The Klaarkampstermeermolen or Klaarkampstermolen is a polder windmill in Rinsumageast, Friesland, the Netherlands. Built in 1862 the smock mill was relocated to its current position in 1893 and has been restored several times. Worked by volunteers it still drains the Klaarkampstermeer as of 2022. The mill is listed as a Rijksmonument since 1970 and can be visited by appointment.

==History==
De Klaarkampstermeermolen was originally built in 1862 at the Juckemavaart canal. It was moved to its current site in 1893 to drain the 210 pondemaat Klaarkampstermeer. The mill was restored in 1975 and an electric pump was installed. During a further restoration in 1991 the wooden windshaft was replaced by a cast iron one, cast by Gieterij Hardinxveld of Hardinxveld-Giessendam, South Holland. A further restoration was undertaken in 2009. The mill is listed as a Rijksmonument, №11695.

==Description==

De Klaarkampstermeermolen is a grondzeiler, the mill can be set to the wind from the ground: as the sails almost touch the ground no stage is needed. It is a two-storey smock mill on a single-storey brick base. The mill is set to the wind by tailpole and winch. The smock and cap are thatched. The common sailssit on wings with a 16.14 m span.
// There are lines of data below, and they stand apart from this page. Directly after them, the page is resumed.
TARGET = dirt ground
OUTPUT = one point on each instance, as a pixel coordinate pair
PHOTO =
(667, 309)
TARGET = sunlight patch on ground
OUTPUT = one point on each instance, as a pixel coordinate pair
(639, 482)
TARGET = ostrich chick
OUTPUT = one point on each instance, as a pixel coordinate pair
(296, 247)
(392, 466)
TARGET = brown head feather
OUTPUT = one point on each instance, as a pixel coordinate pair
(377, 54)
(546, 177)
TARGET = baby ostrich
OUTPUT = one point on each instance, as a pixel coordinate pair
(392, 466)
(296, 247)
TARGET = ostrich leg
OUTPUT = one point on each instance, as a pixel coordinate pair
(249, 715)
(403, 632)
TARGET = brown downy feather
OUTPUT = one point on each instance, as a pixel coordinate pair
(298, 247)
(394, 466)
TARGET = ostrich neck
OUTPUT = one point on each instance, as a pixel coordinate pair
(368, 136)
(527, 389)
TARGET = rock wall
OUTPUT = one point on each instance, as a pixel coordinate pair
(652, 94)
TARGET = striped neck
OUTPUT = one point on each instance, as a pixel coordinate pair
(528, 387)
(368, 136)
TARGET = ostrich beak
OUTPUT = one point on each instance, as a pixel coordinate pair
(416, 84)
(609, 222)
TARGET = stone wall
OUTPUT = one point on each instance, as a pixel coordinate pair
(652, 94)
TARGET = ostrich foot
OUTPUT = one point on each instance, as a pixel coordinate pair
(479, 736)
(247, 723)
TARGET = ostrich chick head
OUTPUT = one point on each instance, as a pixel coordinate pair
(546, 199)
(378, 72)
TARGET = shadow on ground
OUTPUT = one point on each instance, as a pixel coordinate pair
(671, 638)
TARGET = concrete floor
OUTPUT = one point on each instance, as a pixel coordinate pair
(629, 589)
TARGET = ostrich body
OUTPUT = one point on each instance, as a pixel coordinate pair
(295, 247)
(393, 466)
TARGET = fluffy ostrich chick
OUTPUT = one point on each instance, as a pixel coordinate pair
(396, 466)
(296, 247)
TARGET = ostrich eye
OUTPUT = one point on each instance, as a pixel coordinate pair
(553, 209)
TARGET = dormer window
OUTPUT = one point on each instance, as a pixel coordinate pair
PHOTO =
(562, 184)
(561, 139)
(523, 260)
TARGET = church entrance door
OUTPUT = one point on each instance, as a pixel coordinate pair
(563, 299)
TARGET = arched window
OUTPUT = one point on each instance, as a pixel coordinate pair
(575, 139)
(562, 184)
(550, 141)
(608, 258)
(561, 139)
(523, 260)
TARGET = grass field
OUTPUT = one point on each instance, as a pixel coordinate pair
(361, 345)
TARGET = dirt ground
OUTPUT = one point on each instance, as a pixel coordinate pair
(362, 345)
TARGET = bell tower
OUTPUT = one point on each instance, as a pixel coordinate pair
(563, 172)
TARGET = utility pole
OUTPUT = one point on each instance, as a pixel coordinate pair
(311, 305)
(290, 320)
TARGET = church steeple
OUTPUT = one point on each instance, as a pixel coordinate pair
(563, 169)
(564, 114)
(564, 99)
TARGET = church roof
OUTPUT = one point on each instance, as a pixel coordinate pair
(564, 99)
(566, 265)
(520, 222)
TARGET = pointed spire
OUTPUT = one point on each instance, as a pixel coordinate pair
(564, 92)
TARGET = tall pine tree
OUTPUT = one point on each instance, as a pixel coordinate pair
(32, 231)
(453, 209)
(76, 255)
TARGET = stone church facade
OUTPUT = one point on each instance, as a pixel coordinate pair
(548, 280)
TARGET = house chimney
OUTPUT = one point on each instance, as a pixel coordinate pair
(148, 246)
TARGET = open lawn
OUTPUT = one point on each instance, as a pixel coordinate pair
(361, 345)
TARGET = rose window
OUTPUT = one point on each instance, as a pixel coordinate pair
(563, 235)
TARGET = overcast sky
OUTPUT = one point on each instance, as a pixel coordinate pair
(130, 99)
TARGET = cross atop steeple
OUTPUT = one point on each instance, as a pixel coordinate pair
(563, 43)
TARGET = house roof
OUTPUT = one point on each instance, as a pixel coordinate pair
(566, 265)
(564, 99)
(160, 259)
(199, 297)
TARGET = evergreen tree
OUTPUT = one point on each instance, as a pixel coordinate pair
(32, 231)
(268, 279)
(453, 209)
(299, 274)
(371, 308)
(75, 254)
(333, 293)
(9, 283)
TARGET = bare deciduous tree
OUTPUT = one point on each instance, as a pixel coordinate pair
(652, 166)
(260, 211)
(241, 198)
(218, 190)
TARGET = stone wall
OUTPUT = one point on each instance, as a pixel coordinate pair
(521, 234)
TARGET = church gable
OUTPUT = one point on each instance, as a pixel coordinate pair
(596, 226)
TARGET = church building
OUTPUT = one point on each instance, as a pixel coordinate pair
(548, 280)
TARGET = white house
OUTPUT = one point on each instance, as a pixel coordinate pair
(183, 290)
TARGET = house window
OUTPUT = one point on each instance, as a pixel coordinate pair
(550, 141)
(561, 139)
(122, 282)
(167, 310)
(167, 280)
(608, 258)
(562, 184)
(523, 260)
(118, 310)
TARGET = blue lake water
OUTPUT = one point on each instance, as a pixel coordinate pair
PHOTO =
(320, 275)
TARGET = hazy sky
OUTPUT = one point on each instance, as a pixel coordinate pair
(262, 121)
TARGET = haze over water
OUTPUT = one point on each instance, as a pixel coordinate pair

The windshaft carries the 47 cogs brake wheel that drives the wallower (24 cogs) at the top of the upright shaft that has two crown wheels at the bottom end called the upper and the lower crown wheel. The upper crown wheel has 35 cogs and drives an Archimedes' screw. The lower crown wheel, which has 34 cogs is carried on the axle of an Archimedes' screw that drains the Klaarkampstermeer polder. The axle of the screw is 37 cm diameter and 5.15 m long. The 1.07 m diameter screw is inclined at 25.7° and each revolution lifts 293 L of water.

==Visiting==
As per 2020 the Klaarkampstermeermolen was open to the public by appointment and on the first Saturday morning of each month.